RUDN University mathematicians created a method for study the properties of porous materials
Just as any scientific and engineering field cannot exist without a theory, modern science of partial differential equations has its own “theory”: the language of functional analysis. Studies of function spaces in which solutions to equations are sought, started in the XIX century and continue to the present. At first, we learned to apply Fourier theory to solutions to the simplest linear partial differential equations, then studied Banach and Hilbert spaces, as well as spaces of generalised functions, which is essentially the language of quantum mechanics.
Around the middle of the XX century, Sobolev spaces were discovered, which now occupy one of the central positions in the theory of partial differential equations. Over the next 50 years they helped find many solutions to applied problems, that cannot be found in ordinary functional spaces.
Closer to the beginning of the XXI century, it became necessary to find new methods to study nonlinear partial differential equations, so, computational mathematics and the theory of integrable systems were developed. However, methods from these fields turned out to be too narrowly focused, and the need to develop the language is still there.
Lebesgue spaces with mixed norms are sometimes more universal and flexible objects. These spaces are determined as follows: in the space of functions in several variables, define the norm by iterating Lebesgue norm. They initially arose as one of the generalisations of Sobolev spaces and have already attracted a lot of interest from theorists from several countries of Europe, as well as China, Canada, and Russia.
Scientists from the Mathematical Institute of RUDN University, Nikita Evseev and Alexander Menovshchikov, develop a theory of operators for such spaces, which allows for them to be used in applied problems formulated in the language of partial differential equations. They received quite a number of new results describing the properties of operators on such spaces: criteria for boundedness of operators, properties of integral operators, multiplication operators, composition operators, and many others. They also obtained a few auxiliary results useful for the further development of this field.

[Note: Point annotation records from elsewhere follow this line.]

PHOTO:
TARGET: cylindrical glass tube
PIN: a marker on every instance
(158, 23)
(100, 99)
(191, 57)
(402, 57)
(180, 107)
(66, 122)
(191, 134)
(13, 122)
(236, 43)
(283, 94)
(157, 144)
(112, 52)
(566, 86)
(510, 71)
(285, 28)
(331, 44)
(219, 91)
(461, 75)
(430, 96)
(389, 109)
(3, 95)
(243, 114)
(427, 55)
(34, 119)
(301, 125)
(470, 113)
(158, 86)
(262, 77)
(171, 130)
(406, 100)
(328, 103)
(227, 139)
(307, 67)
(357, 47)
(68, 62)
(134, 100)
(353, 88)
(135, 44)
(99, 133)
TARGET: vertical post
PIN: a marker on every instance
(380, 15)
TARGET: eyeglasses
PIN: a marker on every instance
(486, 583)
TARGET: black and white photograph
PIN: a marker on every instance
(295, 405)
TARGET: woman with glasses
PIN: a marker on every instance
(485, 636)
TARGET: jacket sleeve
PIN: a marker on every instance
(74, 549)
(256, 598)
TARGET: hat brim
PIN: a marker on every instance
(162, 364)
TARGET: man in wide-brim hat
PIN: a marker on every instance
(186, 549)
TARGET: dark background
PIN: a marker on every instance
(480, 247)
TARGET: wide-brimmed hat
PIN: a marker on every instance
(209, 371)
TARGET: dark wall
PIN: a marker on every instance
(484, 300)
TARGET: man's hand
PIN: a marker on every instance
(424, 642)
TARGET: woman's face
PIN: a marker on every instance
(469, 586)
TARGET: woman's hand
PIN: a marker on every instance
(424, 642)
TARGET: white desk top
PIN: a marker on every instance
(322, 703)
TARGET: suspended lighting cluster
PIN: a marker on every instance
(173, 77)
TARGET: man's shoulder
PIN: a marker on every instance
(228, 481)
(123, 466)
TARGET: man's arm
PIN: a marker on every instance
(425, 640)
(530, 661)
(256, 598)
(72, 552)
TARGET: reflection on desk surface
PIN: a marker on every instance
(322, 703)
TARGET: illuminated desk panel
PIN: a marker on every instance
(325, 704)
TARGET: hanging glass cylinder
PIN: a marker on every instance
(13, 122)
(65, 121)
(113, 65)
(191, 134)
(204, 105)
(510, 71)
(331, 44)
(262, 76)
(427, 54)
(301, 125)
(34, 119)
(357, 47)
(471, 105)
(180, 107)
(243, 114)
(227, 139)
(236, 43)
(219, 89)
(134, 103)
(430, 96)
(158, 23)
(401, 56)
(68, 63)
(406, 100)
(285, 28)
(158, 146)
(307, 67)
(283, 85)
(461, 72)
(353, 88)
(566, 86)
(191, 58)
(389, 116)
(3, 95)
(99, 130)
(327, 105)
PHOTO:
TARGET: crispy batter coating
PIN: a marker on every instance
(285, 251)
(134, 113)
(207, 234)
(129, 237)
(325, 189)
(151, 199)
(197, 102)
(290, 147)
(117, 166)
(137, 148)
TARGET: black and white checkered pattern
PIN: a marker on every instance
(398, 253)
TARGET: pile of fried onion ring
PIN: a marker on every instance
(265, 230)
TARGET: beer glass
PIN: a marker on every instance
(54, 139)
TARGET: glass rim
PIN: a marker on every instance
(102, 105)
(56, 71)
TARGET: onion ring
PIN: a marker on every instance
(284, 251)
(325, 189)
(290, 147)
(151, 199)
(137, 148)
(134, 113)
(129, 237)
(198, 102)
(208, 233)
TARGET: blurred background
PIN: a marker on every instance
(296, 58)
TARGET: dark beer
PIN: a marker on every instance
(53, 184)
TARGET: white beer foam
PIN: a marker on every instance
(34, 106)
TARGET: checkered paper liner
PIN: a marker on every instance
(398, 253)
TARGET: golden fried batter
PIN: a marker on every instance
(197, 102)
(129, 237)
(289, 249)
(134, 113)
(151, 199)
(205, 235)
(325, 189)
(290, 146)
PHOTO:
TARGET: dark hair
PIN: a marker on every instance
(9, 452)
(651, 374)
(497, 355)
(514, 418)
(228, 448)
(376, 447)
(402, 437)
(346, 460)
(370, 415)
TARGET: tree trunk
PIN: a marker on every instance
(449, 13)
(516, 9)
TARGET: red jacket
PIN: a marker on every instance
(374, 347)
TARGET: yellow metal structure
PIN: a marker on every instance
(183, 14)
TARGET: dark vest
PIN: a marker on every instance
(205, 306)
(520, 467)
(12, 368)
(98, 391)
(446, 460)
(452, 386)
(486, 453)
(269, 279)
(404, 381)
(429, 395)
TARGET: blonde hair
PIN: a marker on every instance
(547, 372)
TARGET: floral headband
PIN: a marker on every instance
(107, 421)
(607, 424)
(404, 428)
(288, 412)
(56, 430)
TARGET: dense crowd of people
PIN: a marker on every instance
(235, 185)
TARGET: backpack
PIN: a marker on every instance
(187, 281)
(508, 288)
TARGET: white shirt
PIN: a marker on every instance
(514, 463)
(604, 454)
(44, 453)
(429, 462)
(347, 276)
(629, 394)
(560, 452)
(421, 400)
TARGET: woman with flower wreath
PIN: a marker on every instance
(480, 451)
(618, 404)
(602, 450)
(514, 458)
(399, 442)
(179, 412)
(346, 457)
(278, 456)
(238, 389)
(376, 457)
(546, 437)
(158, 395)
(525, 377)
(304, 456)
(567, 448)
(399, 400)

“Our methods and results, we believe, can be applied to evolutionary problems and differential problems on non-cylindrical regions. For example, in (mathematical) biology, where the surface or the area under study changes with time, or in hydrodynamics for problems with a variable boundary,” says Evseev.
Research in this field is useful for studying the Navier-Stokes equations, a system of equations describing aero- and hydrodynamics. Lebesgue spaces with mixed norms make it possible to evaluate solutions, which, in turn, allows predicting an absence of turbulence, for example.
The results will also help study the applied problems of mathematical physics arising in the study of porous materials and materials with cracks. For example, it will be possible to theoretically predict the pattern of diffusion and heat transfer in silica gels, porous glasses, various sponges, and foams, as well as in some building materials.
The article was published in Mathematical Notes.